Wednesday, April 06, 2005

Monkey Business

American scientists have found a chunk of human chromosome that may have caused the split of hominids from chimpanzees and launched the emergence of the human race five million years ago.
LaDeana Hillier of the Genome Sequencing Center at Washington University School of Medicine in St. Louis said she and her colleagues found on human chromosome 2 what "we think may be remnant of the centromere of one of the two chimp chromosomes that merged to form the human chromosome 2."
A centromere is the "cinched" part of the chromosome where the where the chromatids, the chromosome's two rods, are held together to form an X shape.
Human chromosome 2, the second largest human chromosome, was formed by the merger of two chimpanzee chromosomes recently renamed chimp chromosomes 2a and 2b.

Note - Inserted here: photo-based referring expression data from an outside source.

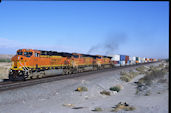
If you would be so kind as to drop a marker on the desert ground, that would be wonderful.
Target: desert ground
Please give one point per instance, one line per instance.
(4, 69)
(61, 97)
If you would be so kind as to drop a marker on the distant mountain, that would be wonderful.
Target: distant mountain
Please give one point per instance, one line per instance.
(5, 56)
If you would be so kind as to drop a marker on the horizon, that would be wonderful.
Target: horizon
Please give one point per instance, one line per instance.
(131, 28)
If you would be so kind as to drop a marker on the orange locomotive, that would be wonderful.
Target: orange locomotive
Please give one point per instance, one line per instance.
(29, 63)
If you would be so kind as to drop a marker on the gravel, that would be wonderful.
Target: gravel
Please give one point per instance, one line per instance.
(50, 97)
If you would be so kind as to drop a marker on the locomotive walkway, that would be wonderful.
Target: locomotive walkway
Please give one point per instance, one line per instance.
(13, 85)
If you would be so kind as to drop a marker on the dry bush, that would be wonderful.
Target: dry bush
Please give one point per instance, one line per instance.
(141, 69)
(115, 88)
(104, 92)
(97, 109)
(125, 78)
(161, 65)
(128, 76)
(162, 81)
(123, 106)
(123, 73)
(81, 88)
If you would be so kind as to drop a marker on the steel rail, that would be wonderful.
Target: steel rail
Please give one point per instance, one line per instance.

Matt Ridley wrote in his book Genome that such chromosome fusion may have taken place after a small group of chimps got isolated in northern Africa by a cataclysmic flood some five million years ago. Ridley said that when the primates were "becoming inbred, flirting with extinction, exposed to the forces of the genetic founder effect (by which small population can have large genetic changes thanks to chance), this little band of apes shares a large mutation: two of their chromosomes have become fused. Henceforth they can breed only with their own kind, even when the 'island' rejoins the mainland." The rest, he says, is history.